Jonah Westerman // Feb. 18

Performance ca. 1979: The Invention of an Artistic Medium and Some Consequences

Jonah Westerman, Tue. Feb. 18, 2-3pm. 220 York Street, room 001. 

 

 

This talk details how the discursive invention of “performance” (circa 1979) in the pages of journals and scholarly histories dedicated to new modes of artistic activity blazed a decisive trail through roughly thirty years’ worth of critical confusion. Over that period, art historians and critics had struggled to come to terms with a postwar emphasis on process in artistic production—from Jackson Pollock’s “action painting” to the globally dispersed form of the “Happening” to Fluxus “Events” to new collaborations between the visual and performing arts (like Robert Rauschenberg’s projects with Merce Cunningham). “Performance” (as an all-encompassing term) arrived at the end of a thirty-year expansion in art and claimed this multi-faceted territory as its own. This invention of “performance” secured legitimacy for a widely disparate range of practices. This paper not only traces this process of invention, but also elaborates its unintended consequences. First, I argue that the critical construction of performance as a medium brought artistic practices designed to flout convention under the regulatory gaze of a new essentializing vision. Second (and more importantly), these artworks’ claims to social and political experimentation became limited as well, insofar as the newly codified medium privileged individuality as the site of cultural significance. Each of these disciplinary presumptions has constrained and haunted our discussions of performance art ever since.

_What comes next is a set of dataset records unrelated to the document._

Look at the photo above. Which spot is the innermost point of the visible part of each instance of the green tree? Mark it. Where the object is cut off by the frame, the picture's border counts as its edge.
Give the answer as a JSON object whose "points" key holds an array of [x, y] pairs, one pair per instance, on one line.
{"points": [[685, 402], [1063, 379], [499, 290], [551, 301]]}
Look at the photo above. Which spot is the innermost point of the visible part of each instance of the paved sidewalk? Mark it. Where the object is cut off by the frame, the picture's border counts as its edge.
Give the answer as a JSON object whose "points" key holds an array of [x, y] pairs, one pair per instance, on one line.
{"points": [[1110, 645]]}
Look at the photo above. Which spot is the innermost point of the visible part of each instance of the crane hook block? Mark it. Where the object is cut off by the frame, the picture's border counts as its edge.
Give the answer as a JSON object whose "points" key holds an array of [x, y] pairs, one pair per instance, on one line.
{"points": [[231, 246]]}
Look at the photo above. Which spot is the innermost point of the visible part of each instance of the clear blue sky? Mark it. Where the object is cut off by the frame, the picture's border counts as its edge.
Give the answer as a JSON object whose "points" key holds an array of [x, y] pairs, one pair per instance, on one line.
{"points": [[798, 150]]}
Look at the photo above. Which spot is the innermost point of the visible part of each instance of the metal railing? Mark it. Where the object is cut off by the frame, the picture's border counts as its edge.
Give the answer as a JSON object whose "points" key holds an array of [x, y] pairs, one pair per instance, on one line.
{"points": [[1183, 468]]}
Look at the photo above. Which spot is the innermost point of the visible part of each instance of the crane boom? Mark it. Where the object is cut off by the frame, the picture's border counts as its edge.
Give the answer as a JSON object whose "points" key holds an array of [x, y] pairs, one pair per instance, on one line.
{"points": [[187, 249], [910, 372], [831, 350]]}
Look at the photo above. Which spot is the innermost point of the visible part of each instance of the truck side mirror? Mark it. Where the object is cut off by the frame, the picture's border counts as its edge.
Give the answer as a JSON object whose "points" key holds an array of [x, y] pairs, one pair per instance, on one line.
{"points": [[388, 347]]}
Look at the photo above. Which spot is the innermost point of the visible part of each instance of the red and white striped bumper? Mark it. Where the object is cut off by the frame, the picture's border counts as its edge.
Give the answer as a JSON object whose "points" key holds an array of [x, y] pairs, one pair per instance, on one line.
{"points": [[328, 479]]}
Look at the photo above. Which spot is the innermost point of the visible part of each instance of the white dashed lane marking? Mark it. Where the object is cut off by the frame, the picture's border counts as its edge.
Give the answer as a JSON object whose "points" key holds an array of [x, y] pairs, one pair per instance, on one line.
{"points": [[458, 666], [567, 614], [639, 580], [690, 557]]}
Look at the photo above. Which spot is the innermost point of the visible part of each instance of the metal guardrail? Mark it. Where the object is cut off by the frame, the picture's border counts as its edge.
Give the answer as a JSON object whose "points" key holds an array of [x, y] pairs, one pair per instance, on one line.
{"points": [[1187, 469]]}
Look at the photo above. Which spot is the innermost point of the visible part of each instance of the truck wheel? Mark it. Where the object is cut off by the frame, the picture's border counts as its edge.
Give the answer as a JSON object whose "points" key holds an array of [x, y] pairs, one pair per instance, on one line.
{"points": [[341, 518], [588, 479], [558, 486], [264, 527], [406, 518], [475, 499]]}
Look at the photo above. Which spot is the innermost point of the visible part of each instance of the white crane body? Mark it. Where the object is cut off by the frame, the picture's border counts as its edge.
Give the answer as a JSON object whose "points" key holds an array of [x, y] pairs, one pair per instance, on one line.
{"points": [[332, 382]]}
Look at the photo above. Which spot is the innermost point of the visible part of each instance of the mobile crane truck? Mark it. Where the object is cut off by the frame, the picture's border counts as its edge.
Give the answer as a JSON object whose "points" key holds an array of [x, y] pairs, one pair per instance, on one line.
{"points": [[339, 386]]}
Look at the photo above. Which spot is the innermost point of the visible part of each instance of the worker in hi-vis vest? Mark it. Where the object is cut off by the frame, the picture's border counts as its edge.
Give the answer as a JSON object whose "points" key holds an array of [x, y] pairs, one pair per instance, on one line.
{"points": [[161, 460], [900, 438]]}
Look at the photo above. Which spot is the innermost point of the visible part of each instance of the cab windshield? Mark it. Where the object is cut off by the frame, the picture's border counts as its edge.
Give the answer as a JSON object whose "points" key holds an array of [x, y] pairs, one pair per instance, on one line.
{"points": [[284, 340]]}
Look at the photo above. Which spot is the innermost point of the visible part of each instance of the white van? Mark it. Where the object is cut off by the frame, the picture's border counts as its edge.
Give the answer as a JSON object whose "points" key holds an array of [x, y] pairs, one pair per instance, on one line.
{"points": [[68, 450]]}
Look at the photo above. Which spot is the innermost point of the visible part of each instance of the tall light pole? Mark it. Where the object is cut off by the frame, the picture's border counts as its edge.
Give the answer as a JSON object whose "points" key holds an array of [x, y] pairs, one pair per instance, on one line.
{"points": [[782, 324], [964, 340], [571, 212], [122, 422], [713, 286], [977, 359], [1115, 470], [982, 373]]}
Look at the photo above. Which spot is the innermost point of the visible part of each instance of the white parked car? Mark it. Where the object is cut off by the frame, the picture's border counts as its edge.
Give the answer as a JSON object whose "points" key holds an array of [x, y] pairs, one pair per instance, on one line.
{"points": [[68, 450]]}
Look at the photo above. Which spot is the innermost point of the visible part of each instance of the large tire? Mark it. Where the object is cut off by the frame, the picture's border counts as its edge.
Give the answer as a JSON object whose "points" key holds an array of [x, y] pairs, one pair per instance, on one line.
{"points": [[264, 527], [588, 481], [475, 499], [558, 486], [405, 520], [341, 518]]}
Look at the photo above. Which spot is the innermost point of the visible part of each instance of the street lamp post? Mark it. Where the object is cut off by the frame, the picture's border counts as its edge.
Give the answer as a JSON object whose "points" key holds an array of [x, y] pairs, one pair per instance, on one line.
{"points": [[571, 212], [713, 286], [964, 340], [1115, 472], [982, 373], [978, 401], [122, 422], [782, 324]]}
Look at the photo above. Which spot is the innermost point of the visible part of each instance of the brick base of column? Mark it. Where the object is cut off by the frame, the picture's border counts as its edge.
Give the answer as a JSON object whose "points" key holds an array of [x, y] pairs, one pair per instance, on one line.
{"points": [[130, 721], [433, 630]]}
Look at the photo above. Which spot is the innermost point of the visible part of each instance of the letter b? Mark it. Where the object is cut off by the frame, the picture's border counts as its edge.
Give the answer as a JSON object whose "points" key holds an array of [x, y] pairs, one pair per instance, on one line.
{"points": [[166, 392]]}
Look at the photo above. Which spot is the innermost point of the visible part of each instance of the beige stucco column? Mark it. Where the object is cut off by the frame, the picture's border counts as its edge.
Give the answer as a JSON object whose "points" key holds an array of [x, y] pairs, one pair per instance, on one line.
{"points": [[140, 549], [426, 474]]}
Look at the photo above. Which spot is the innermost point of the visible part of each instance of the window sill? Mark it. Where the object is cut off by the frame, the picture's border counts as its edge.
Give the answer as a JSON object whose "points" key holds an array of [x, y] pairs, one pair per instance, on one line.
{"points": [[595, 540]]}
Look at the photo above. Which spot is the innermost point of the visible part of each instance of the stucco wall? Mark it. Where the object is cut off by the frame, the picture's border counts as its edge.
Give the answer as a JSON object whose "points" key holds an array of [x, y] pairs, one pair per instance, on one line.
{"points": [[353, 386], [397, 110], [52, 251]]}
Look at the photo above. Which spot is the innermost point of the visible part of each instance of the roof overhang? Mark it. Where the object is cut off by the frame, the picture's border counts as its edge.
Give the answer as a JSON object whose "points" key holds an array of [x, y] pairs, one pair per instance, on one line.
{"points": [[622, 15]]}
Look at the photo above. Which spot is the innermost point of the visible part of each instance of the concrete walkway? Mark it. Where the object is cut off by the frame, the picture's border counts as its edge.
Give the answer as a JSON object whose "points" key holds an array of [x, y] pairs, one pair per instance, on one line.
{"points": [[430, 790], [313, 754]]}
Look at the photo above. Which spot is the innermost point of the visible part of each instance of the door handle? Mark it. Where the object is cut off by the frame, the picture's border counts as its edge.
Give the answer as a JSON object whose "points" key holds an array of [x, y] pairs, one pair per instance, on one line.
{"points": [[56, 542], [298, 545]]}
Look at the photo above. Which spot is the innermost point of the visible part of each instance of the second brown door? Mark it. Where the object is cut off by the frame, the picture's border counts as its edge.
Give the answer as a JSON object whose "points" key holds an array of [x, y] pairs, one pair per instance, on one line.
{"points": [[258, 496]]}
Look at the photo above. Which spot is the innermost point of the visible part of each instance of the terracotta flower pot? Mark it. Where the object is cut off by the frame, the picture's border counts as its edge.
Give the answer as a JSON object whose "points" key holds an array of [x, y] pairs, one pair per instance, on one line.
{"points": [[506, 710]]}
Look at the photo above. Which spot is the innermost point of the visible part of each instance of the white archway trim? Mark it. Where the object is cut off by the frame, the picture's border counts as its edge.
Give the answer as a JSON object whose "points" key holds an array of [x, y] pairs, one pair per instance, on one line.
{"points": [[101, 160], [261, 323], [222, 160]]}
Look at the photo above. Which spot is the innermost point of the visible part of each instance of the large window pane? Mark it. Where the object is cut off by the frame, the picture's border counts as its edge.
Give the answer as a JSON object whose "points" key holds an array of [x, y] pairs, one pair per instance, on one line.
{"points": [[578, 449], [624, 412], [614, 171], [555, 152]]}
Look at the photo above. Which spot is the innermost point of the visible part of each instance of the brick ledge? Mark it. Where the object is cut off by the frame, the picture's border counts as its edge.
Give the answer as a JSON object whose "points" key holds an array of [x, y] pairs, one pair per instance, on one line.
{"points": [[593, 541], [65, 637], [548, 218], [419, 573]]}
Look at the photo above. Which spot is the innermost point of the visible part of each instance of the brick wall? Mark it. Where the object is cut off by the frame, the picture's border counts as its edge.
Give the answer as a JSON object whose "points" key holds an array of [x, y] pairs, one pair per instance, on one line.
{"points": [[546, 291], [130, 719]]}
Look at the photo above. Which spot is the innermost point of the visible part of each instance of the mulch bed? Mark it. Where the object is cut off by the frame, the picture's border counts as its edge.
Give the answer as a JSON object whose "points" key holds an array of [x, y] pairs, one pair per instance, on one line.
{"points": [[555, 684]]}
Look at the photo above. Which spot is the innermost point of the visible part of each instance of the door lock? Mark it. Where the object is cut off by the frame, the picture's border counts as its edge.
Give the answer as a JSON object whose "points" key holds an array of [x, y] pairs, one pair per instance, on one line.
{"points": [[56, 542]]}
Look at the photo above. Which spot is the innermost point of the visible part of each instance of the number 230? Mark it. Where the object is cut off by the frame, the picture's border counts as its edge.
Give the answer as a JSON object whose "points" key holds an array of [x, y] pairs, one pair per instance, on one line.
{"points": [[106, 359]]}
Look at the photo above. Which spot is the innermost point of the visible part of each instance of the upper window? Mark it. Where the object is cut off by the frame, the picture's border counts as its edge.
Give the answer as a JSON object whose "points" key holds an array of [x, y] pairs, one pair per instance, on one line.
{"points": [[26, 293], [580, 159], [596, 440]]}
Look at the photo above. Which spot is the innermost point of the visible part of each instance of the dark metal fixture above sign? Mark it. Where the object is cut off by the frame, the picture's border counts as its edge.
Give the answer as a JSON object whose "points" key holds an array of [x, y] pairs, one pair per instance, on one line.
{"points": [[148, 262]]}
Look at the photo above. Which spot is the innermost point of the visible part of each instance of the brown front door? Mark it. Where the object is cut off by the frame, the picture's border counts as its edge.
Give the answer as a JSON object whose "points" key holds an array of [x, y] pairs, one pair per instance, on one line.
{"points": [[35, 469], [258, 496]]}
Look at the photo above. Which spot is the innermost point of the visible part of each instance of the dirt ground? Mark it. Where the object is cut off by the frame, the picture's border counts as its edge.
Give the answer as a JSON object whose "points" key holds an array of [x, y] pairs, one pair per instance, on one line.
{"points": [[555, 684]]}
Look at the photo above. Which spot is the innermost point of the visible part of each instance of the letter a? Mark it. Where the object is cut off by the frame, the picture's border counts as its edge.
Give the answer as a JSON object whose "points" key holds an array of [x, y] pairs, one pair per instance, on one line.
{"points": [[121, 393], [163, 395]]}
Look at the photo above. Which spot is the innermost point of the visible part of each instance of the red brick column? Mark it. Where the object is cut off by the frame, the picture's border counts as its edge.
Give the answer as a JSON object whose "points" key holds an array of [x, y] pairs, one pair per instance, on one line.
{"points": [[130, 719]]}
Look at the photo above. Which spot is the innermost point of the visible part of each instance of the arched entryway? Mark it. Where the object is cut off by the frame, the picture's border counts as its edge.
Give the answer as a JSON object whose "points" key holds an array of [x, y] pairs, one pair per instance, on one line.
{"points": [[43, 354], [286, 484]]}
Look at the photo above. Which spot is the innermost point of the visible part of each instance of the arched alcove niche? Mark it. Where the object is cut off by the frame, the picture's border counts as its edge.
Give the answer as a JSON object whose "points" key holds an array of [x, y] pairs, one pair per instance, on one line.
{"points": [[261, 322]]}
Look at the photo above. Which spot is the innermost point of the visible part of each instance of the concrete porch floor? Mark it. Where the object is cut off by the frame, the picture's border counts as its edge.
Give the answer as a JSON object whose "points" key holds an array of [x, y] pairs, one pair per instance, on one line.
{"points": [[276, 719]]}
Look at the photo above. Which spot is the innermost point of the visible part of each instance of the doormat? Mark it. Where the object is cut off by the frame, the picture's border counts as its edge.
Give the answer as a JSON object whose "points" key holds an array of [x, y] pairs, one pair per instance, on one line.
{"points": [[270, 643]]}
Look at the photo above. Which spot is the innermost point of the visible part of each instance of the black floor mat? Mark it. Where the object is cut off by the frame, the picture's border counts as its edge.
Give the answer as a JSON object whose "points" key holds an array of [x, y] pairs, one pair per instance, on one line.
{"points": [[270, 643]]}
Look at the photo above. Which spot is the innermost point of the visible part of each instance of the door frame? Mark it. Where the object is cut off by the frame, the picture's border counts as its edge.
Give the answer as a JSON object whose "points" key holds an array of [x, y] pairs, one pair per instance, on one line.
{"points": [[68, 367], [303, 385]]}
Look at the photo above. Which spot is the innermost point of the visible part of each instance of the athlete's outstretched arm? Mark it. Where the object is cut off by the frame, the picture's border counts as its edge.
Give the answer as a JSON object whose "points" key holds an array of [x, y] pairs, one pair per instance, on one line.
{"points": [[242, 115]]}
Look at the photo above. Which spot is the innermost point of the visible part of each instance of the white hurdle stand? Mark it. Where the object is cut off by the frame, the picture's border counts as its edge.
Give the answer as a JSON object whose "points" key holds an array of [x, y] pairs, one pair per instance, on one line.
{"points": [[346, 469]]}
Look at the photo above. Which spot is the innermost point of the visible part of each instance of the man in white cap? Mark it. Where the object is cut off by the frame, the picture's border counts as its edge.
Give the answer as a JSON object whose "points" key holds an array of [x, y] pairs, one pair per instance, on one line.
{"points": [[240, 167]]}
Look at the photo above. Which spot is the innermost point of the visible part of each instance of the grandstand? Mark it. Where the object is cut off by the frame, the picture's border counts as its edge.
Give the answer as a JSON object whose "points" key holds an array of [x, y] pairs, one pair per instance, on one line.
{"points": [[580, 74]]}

Jonah Westerman is Assistant Professor of Art History at Purchase College, State University of New York. In 2016-17 he was Chester Dale Senior Fellow in Art History at the Metropolitan Museum of Art in New York. From 2014-2016 he was Postdoctoral Research Associate at Tate in London, where he collaborated with Curatorial, Research, Collection Care, and Archive departments on Performance at Tate, a project that produced an institutional history, as well as new strategies for collecting, displaying, and commissioning performance. He is co-editor of Histories of Performance Documentation: Museum, Artistic, and Scholarly Practices (Routledge, 2018). Most recently, he has published an essay on work by Anne Imhof in the summer 2019 issue of Artforum and completed an article about performance and museums for the forthcoming edited volume, The Methuen Drama Companion to Performance Art (Bloomsbury, 2020). He is currently working on a book titled The Invention of Performance: An Archaeology of Contemporary Art, which historicizes and theorizes the changing meanings of the word “performance” in relation to the artworks it is meant to describe over the last forty years.